DEMOCRAZY.ID – Pegiat media sosial, Herwin Sudikta, merespons pernyataan Presiden Prabowo Subianto terkait potensi kecerdasan buatan (AI) sebagai alat penyebaran hoaks.

Ia mengatakan bahwa terdapat perbedaan cara pandang antara Presiden Prabowo dan Wakil Presiden Gibran Rakabuming Raka dalam melihat perkembangan teknologi tersebut.

Herwin menyebut perbedaan perspektif itu menunjukkan belum adanya pemahaman utuh terhadap AI.

Ia juga mengingatkan agar teknologi tersebut tidak dipandang secara berlebihan, baik sebagai ancaman maupun sesuatu yang harus diagungkan.

“Prabowo ngomong AI bisa jadi alat hoaks dan ganggu stabilitas.
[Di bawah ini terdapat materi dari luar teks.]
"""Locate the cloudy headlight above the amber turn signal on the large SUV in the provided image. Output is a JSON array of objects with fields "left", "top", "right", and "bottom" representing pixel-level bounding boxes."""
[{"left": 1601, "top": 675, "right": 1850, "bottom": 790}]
Di sisi lain, wakilnya sibuk glorifikasi AI sebagai masa depan,” ujar Herwin, Jumat(10/4/2026).

“Satu lihat ancaman. Satu lihat peluang. Padahal dua-duanya sama-sama gak paham AI. AI itu bukan buat ditakutin, juga bukan buat disembah,” tambahnya.

Menurutnya, kebijakan yang lahir tanpa pemahaman menyeluruh berpotensi bersifat reaktif. Ia menilai hal tersebut dapat berdampak pada arah kebijakan publik.

“Kalau cuma dimakan mentah, ujungnya ya begini, kebijakan jadi reaktif, bukan berbasis pemahaman,” tegas Herwin.

Dede Budhyarto: Dua Perspektif Saling Melengkapi

Menanggapi pernyataan tersebut, mantan Komisaris PT Pelni Dede Budhyarto menyampaikan pandangan berbeda.

Ia menilai sikap Presiden Prabowo dan Wakil Presiden Gibran justru merepresentasikan dua sisi penting dalam melihat perkembangan AI.

Presiden, kata Dede, melihat risiko yang dapat muncul dari penggunaan teknologi tersebut terhadap stabilitas informasi.

“Presiden Prabowo melihat risiko nyata AI: deepfake, hoaks massal, gangguan stabilitas, dan manipulasi opini publik,” ucap Dede.

“Itu bukan ketakutan berlebih, tapi tanggung jawab pemimpin negara yg harus menjaga kedaulatan informasi,” tambahnya.

Sementara itu, Dede menyebut Wakil Presiden Gibran menyoroti peluang yang dapat dimanfaatkan Indonesia di era digital.

“Wapres Gibran melihat peluang AI untuk lompatan teknologi, efisiensi, dan daya saing bangsa. Itu juga benar, karena Indonesia tidak boleh ketinggalan di era digital,” tukasnya.

Ia menegaskan kedua pandangan tersebut tidak bertentangan, melainkan saling melengkapi dalam perumusan kebijakan.

“Dua perspektif ini saling melengkapi, bukan kontradiksi. Yang justru berbahaya adalah pandangan simplistis, dua-duanya gak paham,” jelasnya.

Baginya, pemahaman terhadap AI harus melihat sisi risiko sekaligus peluang agar kebijakan yang diambil tidak ekstrem.

“AI memang bukan untuk ditakuti berlebihan, juga bukan untuk disembah tanpa kritis. Tapi memahami kedua sisi (risiko plus peluang) justru menunjukkan kedewasaan berpikir,” imbuhnya.

Dede menambahkan kebijakan yang matang lahir dari keseimbangan tersebut, bukan dari asumsi atau tudingan yang menyederhanakan persoalan.

“Kebijakan yg baik lahir dari keseimbangan itu, bukan dari tuduhan sama-sama gak paham atau kebijakan dadakan,” tandasnya.

Ia pun mengajak agar pembahasan AI dilakukan secara komprehensif dengan dukungan data dan regulasi yang matang.

“Mari bedah AI dengan data dan regulasi yang matang, bukan sekadar narasi polarisasi,” tutupnya.